Daerah  

DVI Pastikan Jenazah di Selat Padar Korban Tenggelamnya Kapal Pinisi Putri Sakinah

Azka Fachri
Proses evakuasi korban kapal pinisi tenggelam di Pulau Komodo
Proses evakuasi korban kapal pinisi tenggelam di NTT

Rubrik.co.id – Tim Disaster Victim Identification (DVI) Polda Nusa Tenggara Timur memastikan jenazah yang ditemukan di perairan Pulau Komodo merupakan korban tenggelamnya Kapal Pinisi, KM Putri Sakinah di Selat Padar.

Kepastian tersebut disampaikan Kabidhumas Polda NTT Kombes Pol Henry Novika Chandra usai proses pemeriksaan forensik oleh Tim DVI Polres Manggarai Barat bersama tim medis RSUD Pratama Komodo.

Hasil identifikasi menyatakan korban berjenis kelamin laki-laki, berusia 10 tahun, dan merupakan Warga Negara Asing asal Spanyol.
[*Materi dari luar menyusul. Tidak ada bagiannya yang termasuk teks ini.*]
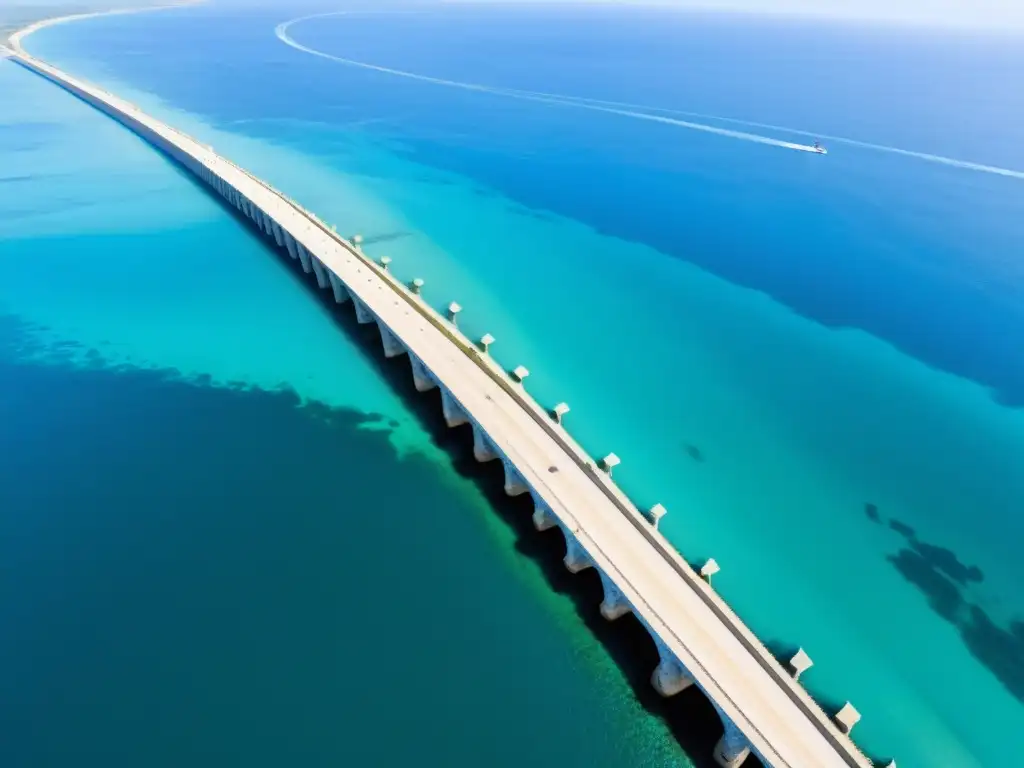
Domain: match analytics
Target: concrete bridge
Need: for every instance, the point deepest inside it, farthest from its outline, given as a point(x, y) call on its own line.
point(700, 642)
Korban tercatat sebagai salah satu penumpang dalam peristiwa kecelakaan laut KM Putri Sakinah.

Kapolda NTT Irjen Pol Rudi Darmoko memberikan perhatian penuh terhadap proses identifikasi dengan menekankan prinsip profesionalitas dan ketelitian.
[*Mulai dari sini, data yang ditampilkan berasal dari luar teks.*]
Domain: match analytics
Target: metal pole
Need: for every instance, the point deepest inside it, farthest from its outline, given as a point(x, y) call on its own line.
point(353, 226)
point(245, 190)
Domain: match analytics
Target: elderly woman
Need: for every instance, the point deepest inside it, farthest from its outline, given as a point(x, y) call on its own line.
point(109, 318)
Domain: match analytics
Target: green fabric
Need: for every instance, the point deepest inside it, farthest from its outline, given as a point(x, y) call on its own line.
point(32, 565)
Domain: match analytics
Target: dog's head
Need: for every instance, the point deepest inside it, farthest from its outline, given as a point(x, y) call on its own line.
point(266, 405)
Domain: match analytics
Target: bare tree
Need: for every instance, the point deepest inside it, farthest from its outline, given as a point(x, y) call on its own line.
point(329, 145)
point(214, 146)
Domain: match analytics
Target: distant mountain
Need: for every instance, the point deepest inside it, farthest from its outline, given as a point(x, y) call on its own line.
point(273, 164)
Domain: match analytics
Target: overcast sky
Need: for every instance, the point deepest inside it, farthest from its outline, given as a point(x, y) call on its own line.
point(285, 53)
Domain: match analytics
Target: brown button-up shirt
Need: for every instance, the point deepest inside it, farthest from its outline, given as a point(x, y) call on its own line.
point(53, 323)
Instruksi tersebut diberikan dengan mempertimbangkan status korban sebagai anak dan warga negara asing.

Kapolda NTT juga menegaskan pentingnya akurasi dan tanggung jawab dalam setiap tahapan identifikasi demi kepastian bagi keluarga korban.

Jenazah ditemukan sekitar pukul 13.00 Wita di perairan Pulau Komodo pada hari ke-12 pencarian korban laka laut.
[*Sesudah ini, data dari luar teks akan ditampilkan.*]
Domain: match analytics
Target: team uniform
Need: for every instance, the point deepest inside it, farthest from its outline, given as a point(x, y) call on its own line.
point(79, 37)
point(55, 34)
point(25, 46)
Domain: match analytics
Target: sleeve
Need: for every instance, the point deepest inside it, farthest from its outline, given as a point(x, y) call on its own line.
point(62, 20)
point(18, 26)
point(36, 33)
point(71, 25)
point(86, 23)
KM Putri Sakinah diketahui tenggelam pada 26 Desember 2025 di perairan Selat Padar.

Penemuan bermula saat nelayan Pulau Komodo menemukan bangkai kamar kapal yang diduga bagian dari KM Putri Sakinah.

Setelah bangkai tersebut ditarik ke pesisir dan tercium bau menyengat, satu jenazah ditemukan di dalamnya.

Temuan itu kemudian dilaporkan kepada tim SAR gabungan untuk proses evakuasi.

Evakuasi dilakukan menggunakan RIB Syahbandar Labuan Bajo, RIB Basarnas Labuan Bajo, dan KN SAR Puntadewa.

Jenazah selanjutnya dibawa ke RSUD Komodo di Labuan Bajo untuk kepentingan identifikasi.

Dalam proses DVI, tim menemukan bukti medis dan odontologi yang menjadi dasar penetapan identitas korban.

Salah satu temuan utama berupa gigi palsu pada bagian geraham meski kondisi jenazah telah mengalami pembusukan lanjut.

Polda NTT menegaskan penghormatan terhadap permintaan keluarga korban agar jenazah tidak ditampilkan ke publik.

Kebijakan tersebut diambil sebagai bentuk perlindungan terhadap korban anak dan penghormatan nilai kemanusiaan.

Satu Korban Masih Pencarian

Hingga kini, tim SAR gabungan masih melanjutkan pencarian terhadap korban lainnya.

KM Putri Sakinah mengangkut 11 orang penumpang yang terdiri dari enam wisatawan asing asal Spanyol, satu pemandu wisata, dan empat anak buah kapal termasuk kapten.

Total korban meninggal dunia akibat peristiwa ini tercatat sebanyak tiga orang.

Sebanyak tujuh korban berhasil ditemukan selamat dan satu korban lainnya masih dalam pencarian.

Kapal wisata berukuran 27 Gross Tonnage tersebut tenggelam saat berlayar dari Pulau Kambing menuju Pulau Komodo.

Cuaca buruk disertai gelombang tinggi disebut menjadi faktor utama kecelakaan laut tersebut.

Lokasi tenggelamnya kapal berada di sebelah barat Pulau Flores pada koordinat 08°36’35.26″S – 119°36’42.84″E.